Le Sénégal suspend la mesure d'expulsion d'Hissène Habré

Par La rédaction

DAKAR (AFP) - (AFP)

Le Sénégal a suspendu la mesure d'expulsion de l'ancien président tchadien Hissène Habré à la suite de l'opposition de l'ONU, a annoncé dimanche le ministre sénégalais des Affaires étrangères, Madické Niang.

"Le Sénégal suspend la mesure d'expulsion contre Hissène Habré compte tenu de la demande faite par Mme la Haut commissaire de l'ONU aux droits de l'homme" dimanche matin, a déclaré M. Niang dans une intervention rentransmise à la radio-télévision nationale RTS.

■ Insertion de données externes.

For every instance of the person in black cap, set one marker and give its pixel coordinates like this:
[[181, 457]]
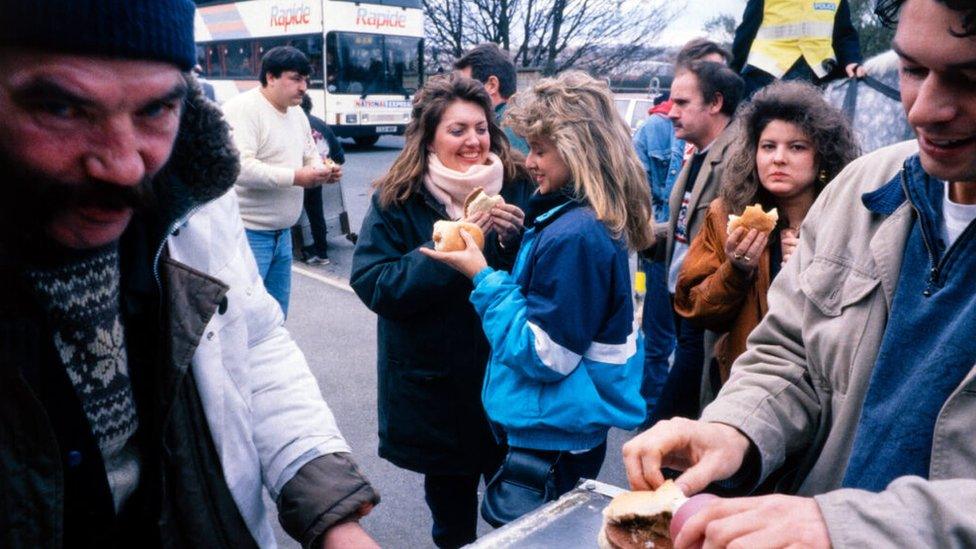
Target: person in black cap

Il a ajouté que son pays allait engager "immédiatemment des consultations avec l'ONU, l'Union africaine (UA) et la communauté inernationale" pour "qu'une solution puisse intervenir rapidement".

Il a affirmé que la Communauté économique des Etats d'Afrique de l'Ouest (Cédéao), en suggérant en 2010 la création d'une juridiction spéciale pour juger Hissène Habré, accusé de crime de guerre et de crimes contre l'humanité, "interdisait" au Sénégal "de juger M. Habré".

Selon lui, un tribunal spécial est une "solution inacceptable pour le Sénégal qui s'était engagé à faire juger Hisène Habré par ses propres juridictions et magistrats, et non par une nouvelle juridiction dont les fondements sont discutables".

Le Haut commissaire de l'ONU aux droits de l'homme, Navi Pillay, avait appelé dimanche le Sénégal à revoir sa décision de renvoyer l'ex-président tchadien Hissène Habré dans son pays, avertissant que cette extradition pourrait constituer "une violation du droit international".

Le Sénégal avait annoncé vendredi qu'il allait renvoyer lundi à N'Djamena l'ancien président tchadien, exilé à Dakar depuis sa chute du pouvoir en 1990, faisant valoir la nécessité de se conformer à la demande de l'Union africaine (UA) de "le juger ou l'extrader", selon le gouvernement sénégalais.

Interrogé sur la suspension de l'expulsion, un des avocats français d'Hissène Habré présent à Dakar, François Serres, "prend acte" que le président sénégalais Abdoulaye Wade "accepte de constater qu'il a violé une nouvelle fois le droit et qu'il accepte d'en payer les conséquences".

"Nous allons poursuivre l'ensemble des procédures" contre la décision d'expulsion "devant les juridictions du Sénégal et de la Cédéao", a-t-il ajouté à l'issue d'une conférence de presse.

Selon lui, Hissène Habré, qu'il avait rencontré avant la décision de suspendre l'expulsion, "a dit que s'il doit retourner au Tchad, ce sera dans un cercueil.Il invoque son droit à la résistance à tout ordre illégal et illégitime".

"Il s'opposera à son renvoi jusqu'à la dernière goutte de sang, ce sont ses termes", avait déclaré un autre de ses avocats sénégalais, El Hadj Diouf.